I wanted to polish my resume for my renewed job search. The problem I faced before was that I had multiple versions of my resume. HTML for posting on the web, text for sending in email, Word for sending to recruiters, and PDF for printing. When I wanted to make a change to my resume, I had to change all the versions. Cut and paste helped but it was still lots of work and easy to overlook a typo in one version. I wanted a way to automate the process of generating multiple versions from a single master.

The solution was XML. I wrote an XML document that contained a structural description of my resume. If you have been sleeping, XML is a generic markup language similar to HTML and is a simplification of SGML. It is particularly well suited to representing the structure of a document. For a resume, the structure defined contact info, skills, education, and jobs.

Then XSL is used transform the XML into HTML, text, RTF, and PDF output. XSL is the style language used with XML. There are two parts to XSL. XSL Transformations, XSLT, is a language for describing transformations between XML documents. XSL:FO describes formatting objects that a formatter can produce typeset output, converting to PDF, TeX, or RTF.

Since HTML is similar to XML, XSLT is commonly used to produce HTML from XML documents. The processor actually produces XHTML, the XML version of HTML, and then trivially converts the format into standard HTML that browsers can handle. The result is clean, structured HTML. XSLT can also produce text files directly but that requires some care to make sure all the whitespace is in the right place.

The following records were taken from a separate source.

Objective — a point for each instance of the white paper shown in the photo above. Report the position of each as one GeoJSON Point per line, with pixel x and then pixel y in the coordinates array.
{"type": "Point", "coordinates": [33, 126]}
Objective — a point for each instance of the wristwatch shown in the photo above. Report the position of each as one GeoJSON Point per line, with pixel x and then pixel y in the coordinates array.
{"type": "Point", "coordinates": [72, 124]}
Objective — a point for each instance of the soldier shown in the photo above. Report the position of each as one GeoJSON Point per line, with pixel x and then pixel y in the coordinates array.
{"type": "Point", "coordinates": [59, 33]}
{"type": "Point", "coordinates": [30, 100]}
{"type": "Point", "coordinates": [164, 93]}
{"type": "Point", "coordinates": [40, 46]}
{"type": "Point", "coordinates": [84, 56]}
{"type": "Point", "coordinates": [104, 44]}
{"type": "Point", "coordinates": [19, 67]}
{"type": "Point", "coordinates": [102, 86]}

Originally, I created my own structure without a formal document type definition (DTD). Then, I found the XML Resume Library project. They had a DTD that was pretty similar to what I already was using and it was easy to write my resume to use their DTD. A DTD rigorously specifies the structure of a document and can be used to validate a document. The advantage of validation and using a standard DTD is that it makes it possible for other systems to understand the structure of the document. For example, if recruiters ever start using XML-formatted documents, they will require a standard format so that their software can pull out the important information.

They also had more advanced XSL stylesheets. I modifed their stylesheets to reflect the format I wanted. Currently, my stylesheets completely replace the standard ones but eventually I will customize parts of the standard ones and gain the advantages of code sharing. I used XSLT files to produce the HTML and text formats. It is possible to use XSL:FO to produce PDF and RTF output but I wanted the printed output to look like HTML. The easiest way to do this was import the HTML into Microsoft Word, save the Word file and print to a PDF file. This was automated using Perl and is described in another article.

Generating the HTML and text was pretty easy. I used the libxslt2 and libxml2 libraries running under Cygwin on Windows 2000. Those are native C libraries for processing XML and performing XSLT transformations. I also used the Xalan XSLT processor and Xerces XML parser from the Apache Project. The Apache project also has a free XSL:FO formatter, FOP.